In other words, was the employee doing the job in a way that any reasonable person would do it?
For example, it is not the public’s work if a public official conspired with others to stage protests, which included prepositioning stacks of bricks near a storefront with plate glass windows.
Any reasonable person would know or should know that staging bricks and rocks would result in property damage and/or personal injury to innocent people.
Qualified immunity can be summed up in that it “protects all but the plainly incompetent or those who knowingly violate the law,” (Malley v. Briggs).
----- WHY NOT eliminate qualified immunity for all public employees?
We are told the primary benefit of eliminating qualified immunity would help make policing more accountable and transparent.
But police officers and police agencies are already the most scrutinized people and organizations in any government. They have multiple levels of oversight at the federal, state, and local levels, including oversight by the news media.
Why do the proposals to eliminate qualified immunity only apply to police officers?
Think of it this way, because qualified immunity applies to nearly every government employee, then would eliminating qualified immunity all government employees make all government more accountable and transparent. Why just the police?
Let us say you are a police officer and you got a radio call to a family disturbance. When you arrive, the wife has two black eyes, facial abrasions, and a bloody lip. She states, “He beat me and threatened to kill me.”
You see abrasions on the husband’s right hand. What do you think happened?
You call for a backup before attempting to arrest the man for spousal abuse. You already know he is violent, you just have to look at his wife to see that.
Suddenly the man charges his wife while yelling at her, “I’ll teach you for calling the cops!”
As a police officer, you have a pistol, perhaps a less-lethal device like a Taser, and a baton (night stick). What do you do?
Do you use lethal force -- pistol; or do you use a Taser or a baton?

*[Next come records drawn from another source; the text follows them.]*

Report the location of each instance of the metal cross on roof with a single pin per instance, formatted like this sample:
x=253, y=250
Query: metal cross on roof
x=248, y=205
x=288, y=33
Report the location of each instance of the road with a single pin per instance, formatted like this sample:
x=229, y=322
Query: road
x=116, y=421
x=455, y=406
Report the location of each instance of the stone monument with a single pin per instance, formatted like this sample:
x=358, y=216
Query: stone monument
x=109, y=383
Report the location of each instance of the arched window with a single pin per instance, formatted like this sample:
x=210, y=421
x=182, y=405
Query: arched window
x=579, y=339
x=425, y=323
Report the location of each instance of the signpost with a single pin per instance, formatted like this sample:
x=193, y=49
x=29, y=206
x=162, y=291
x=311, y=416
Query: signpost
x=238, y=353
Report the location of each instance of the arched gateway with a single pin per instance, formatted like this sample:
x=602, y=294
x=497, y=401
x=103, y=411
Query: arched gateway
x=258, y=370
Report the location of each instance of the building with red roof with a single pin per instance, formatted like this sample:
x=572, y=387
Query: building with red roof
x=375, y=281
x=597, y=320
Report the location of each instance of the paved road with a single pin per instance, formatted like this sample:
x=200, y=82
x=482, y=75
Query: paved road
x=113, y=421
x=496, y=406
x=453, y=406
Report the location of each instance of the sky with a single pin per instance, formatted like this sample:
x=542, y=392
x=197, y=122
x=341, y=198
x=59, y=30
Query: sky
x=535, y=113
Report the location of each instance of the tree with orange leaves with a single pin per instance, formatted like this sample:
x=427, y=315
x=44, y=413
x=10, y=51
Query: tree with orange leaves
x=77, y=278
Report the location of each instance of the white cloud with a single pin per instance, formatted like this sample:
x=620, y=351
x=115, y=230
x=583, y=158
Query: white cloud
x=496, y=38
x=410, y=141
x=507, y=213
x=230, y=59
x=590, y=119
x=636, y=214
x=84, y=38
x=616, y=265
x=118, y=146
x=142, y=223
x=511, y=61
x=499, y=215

Regardless of what you use, in order to stop the violent attack, you must use violence to stop the violence. People who are out of control with rage do not listen to reason and logic.
The use of force is likely to result in injuries. Not because you want it to happen, but because the husband is violently out of control and your job is to protect the spouse and restore order.
Suddenly, the man pulls a gun to shoot his wife. It takes him less than a second. You react to the threat in less than a second by drawing your gun and shooting the man. This all occurs in less than two seconds.
You followed the policies, procedures, techniques, and law, just as you were taught.
Should the man who shot and killed his wife be allowed to sue you personally because his wife died?
Sound absurd? If qualified immunity is eliminated, the man could sue you personally.
You could lose all your possessions, not because the man won the court case, but because you had to sell everything to pay your defense lawyer.
If you don’t defend yourself, the judge has no choice but to find against you. You have to defend yourself because qualified immunity was eliminated.
Would you do the job of a police officer if you were exposed to something like that on every radio call?
The lessons of Aesop are as true today as they were 2,500 years ago: Be careful what you ask for, you may receive it and then regret it.
(Jason Delair is president of the Fontana Police Officers Association.)